What’s in This Pumpkin Pie Baked Oatmeal Recipe?
- Oats: I recommend old-fashioned rolled oats for this recipe. They cook much faster than steel-cut and have a creamier texture. I do not recommend using quick-cooking oats, as they may turn mushy.
- Baking Powder: Helps this baked oatmeal rise in the oven so it is light and fluffy.
- Pumpkin Pie Spice: Enhances the pumpkin flavor of the oatmeal.
- Salt: Coarse sea salt enhances the overall flavor of the dish.
- Milk: Helps soften the oats and keeps them moist as they cook. I like whole milk, but any kind will work, including plant-based.
- Pumpkin Puree: Adds rich pumpkin flavor and lots of moisture to the oats. Make sure to use 100% pure pumpkin puree and not pumpkin pie filling. Pumpkin pie filling has added spices and sweeteners and will make this oatmeal too sweet!

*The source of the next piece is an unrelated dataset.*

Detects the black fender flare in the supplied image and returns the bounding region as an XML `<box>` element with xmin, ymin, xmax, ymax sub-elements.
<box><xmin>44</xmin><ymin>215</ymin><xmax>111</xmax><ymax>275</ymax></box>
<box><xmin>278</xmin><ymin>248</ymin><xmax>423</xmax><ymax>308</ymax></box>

- Maple Syrup: Adds a nutty sweetness to the oats.
- Brown Sugar: Adds a molasses sweetness to the oats.
- Egg: Helps bind the oats together.
- Vanilla Extract: Enhances the sweet flavor of the oatmeal.
- Pecans: Add a delightful crunch! Walnuts would also work here.
Tips for Success
- If you are gluten-free, make sure to buy certified gluten-free oats. I like Bob’s Red Mill.
- Don’t mix the oatmeal until you are ready to bake it as the oats will soak up too much liquid.
- Grease your baking dish with oil or a nonstick spray so that it’s easy to remove once it’s baked.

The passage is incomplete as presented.